3.3) And how was Scala installed: system-wide, or on a per-user basis? I don't know, I felt that the installation process was completely opaque.

4) In frustration, I chose to download the binary straight from GitHub, namely release 3.0.1-RC2. To my even greater frustration, the scala and scalac commands therein turned out to be bash scripts, totally unusable on Windows systems (I don't want to use the Linux subsystem for Windows). The GitHub binary probably comes from some alternate universe where Linux has a 73.54% market share of the worldwide desktop computing, with Windows relegated to a paltry 2.38%, otherwise I cannot explain this decision. (The Kotlin GitHub binary has both bash and ".bat" files.)

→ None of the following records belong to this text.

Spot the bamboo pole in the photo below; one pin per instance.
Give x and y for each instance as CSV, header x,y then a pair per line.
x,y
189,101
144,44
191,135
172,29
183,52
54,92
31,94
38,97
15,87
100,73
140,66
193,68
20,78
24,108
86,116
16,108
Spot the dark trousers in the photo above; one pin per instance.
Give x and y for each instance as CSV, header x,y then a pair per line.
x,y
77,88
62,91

5) Both the Scala site and Wampler's "Programming Scala" mention, as the first thing to do after having installed sbt, creating a project. Really? If an absolute beginner wants to get a first taste of Scala by writing a "factorial" function, printing "Hello world" and reversing a list of integers, is the creation of a project the wisest first step to take? Isn't this a bit too intimidating? Wouldn't launching a Scala REPL, and then running the Scala compiler on a simple .scala file, be the natural first thing to learn, with projects and dependency management coming much later, and only optionally?

In conclusion, I felt that my first encounter with Scala was a total failure, and I feel that I had done my best for it not to be so. Many resources, either printed or online, notice that the pace of Scala adoption has slowed significanly during the last several years. Indeed, in the language statistics for GitHub, Scala shows up with 0.89% of the total number of pushes, and with 2.027% of the total number of pull requests. The current state of the Scala installation process is a faithful representation of this sad truth.

What was I expecting? I was expecting to be able to download an installable package, from a single site (instead of jumping among several sites), with just a few clicks, after the installation of which I would be offered a Start Menu entry that would launch the REPL - exactly what one gets after downloading Racket, Python, Ruby, Kawa Scheme, Java etc. from their respective sites. They "Just Work". With Scala, I felt like going back 25 years ago, when I was sweating over installing Linux software on my unsupported hardware of that time...

julienrf commented 2 years ago

I believe this has been fixed now that the “Download” page redirects to the “Getting Started” page.